Craft & Folk Art Museum
5814 Wilshire Boulevard
May 28 - August 20
In a shop window, an assortment of quirky, fuzzy spindles that recall drawings by Ernst Haeckel or Dr. Seuss dangle and sprout in Joel Allen’s Hooked on Svelte, 2017. Inside, Lloyd Hamrol’s Cascade, 2017, a stack of flat disks cut from gray industrial felt, slips from standing to lying supine, recalling the tension and release of Robert Morris’s work. The sharp contrast between these pieces exemplifies the diversity of the exhibition as a whole. Surveying recent work in fiber art by eleven artists, the show demonstrates how the variety of practices under its umbrella has always made the genre a slippery, imperfect category. Upstairs, keep an eye out for May Wilson. Her Slunk and Fly’s Eye 2 (both 2017) evoke this exciting sculptor’s gestural sensitivity as well as her collaged materials’ ability to conjure a sense of animation and anthropomorphic potential. In a subtle color study, safety-yellow steel strapping perfectly punctuates Slunk’s three kinky columns of slick slate-colored vinyl flared at the top with soft-pink industrial felt brimming with concrete. This alchemy of textures and tones continues in Victoria May’s Materials Flow Management, 2013, a wall relief that cuts a cross-section of geological strata out of a horizontal stack of mossy-green and sandy-brown military-camouflage textiles.
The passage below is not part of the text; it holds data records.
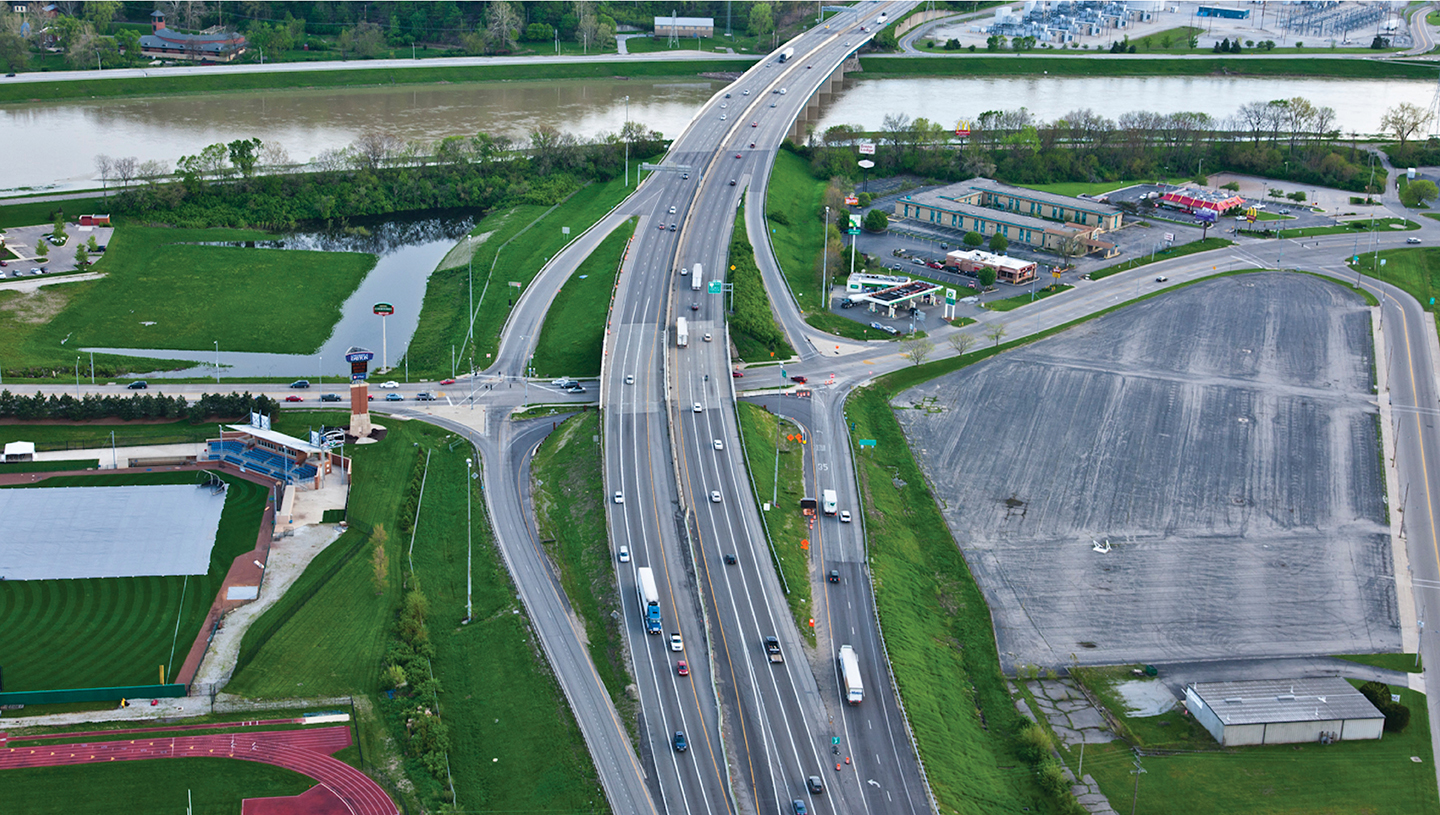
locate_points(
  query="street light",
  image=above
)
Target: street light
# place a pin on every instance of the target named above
(468, 547)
Tucked away, May’s Studies in Convulsion, 2014, assembles a tribe of alien worms with inner-tube bodies that spew out luscious tendrils of handmade silk and polyester cording. Elsewhere, Senga Nengudi’s RSVP Reverie A, 2011, reminds one that examining new work in fiber also allows for the revival and recovery of work by more historic figures. Full of fresh names, this show presents an array of tempting avenues for contemporary sculpture, with no need for subcategories.